Ove ciò non dovesse accadere, il nuovo decreto sui risarcimenti per le macroinvalidità nascerebbe già viziato da un ulteriore vizio: la violazione dell’art. 138, comma 4, cod. ass., il quale imponeva al legislatore delegato di provvedere all’aggiornamento periodico del valore del punto d’invalidità. Ovviamente, poiché il decreto in questione costituisce un atto normativo di secondo grado, tale vizio non obbligherà il giudice a sollevare un incidente di legittimità costituzionale per violazione dell’art. 77 cost., ma lo legittimerà a provvedere alla sua disapplicazione, ai sensi dell’art. 4 della L. 22 marzo 1865, n. 2248.

4. Questioni di diritto intertemporale

Potrebbe dubitarsi se il decreto attuativo dell’art. 138 cod. ass., una volta entrato in vigore, sia applicabile solo ai sinistri avvenuti dopo tale momento.

La questione è di agevole soluzione: è infatti risalente e pacifico il principio secondo cui il risarcimento deve avvenire con le regole vigenti al momento della aestimatio, a nulla rilevando l’epoca del danno. Tale principio è stato con riferimento alle più diverse fattispecie: ha ritenuto ad esempio, Cass., sez. un., 9 maggio 2001, imp. Caridi, in Dir. e giustizia, 2001, fasc. 25, 33, che nella liquidazione della riparazione per ingiusta detenzione debba trovare applicazione il “massimale” vigente all’epoca della liquidazione, anche quando la custodia cautelare sia stata sofferta in epoca antecedente all’entrata in vigore di esso; oppure Cass., 20 agosto 1991, n. 8965, in Foro it. Rep. 1991, Danni civili, n. 141, secondo cui nella liquidazione del danno patrimoniale futuro da riduzione della capacità di guadagno occorre possa a base del calcolo il reddito della vittima al momento della liquidazione, e non quello (minore) percepito al momento del sinistro.
 

 

di Marco Rossetti
da Altalex

 


Note:
 
[1] Ronchi, Mastroroberto e Genovese, Guida alla valutazione medico legale dell’invalidità permanente, Milano, 2009, 139 e ss..

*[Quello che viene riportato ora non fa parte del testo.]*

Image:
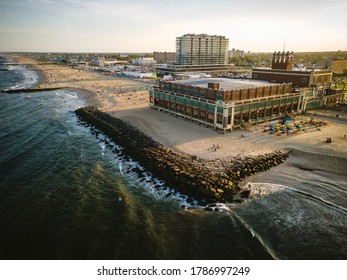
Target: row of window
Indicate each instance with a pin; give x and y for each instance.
(263, 104)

[2] Comandé, Dalla ricerca alla prassi operativa nella liquidazione del danno alla salute, in Danno e resp., 1997, 9; Turchetti, Gli sviluppi dello studio sulla determinazione del valore monetario base del punto di invalidità, in Bargagna e Busnelli (a cura di), Rapporto sullo stato della giurisprudenza in tema di danno alla salute, Padova, 1997, 171 e ss., ma specialmente 180-181.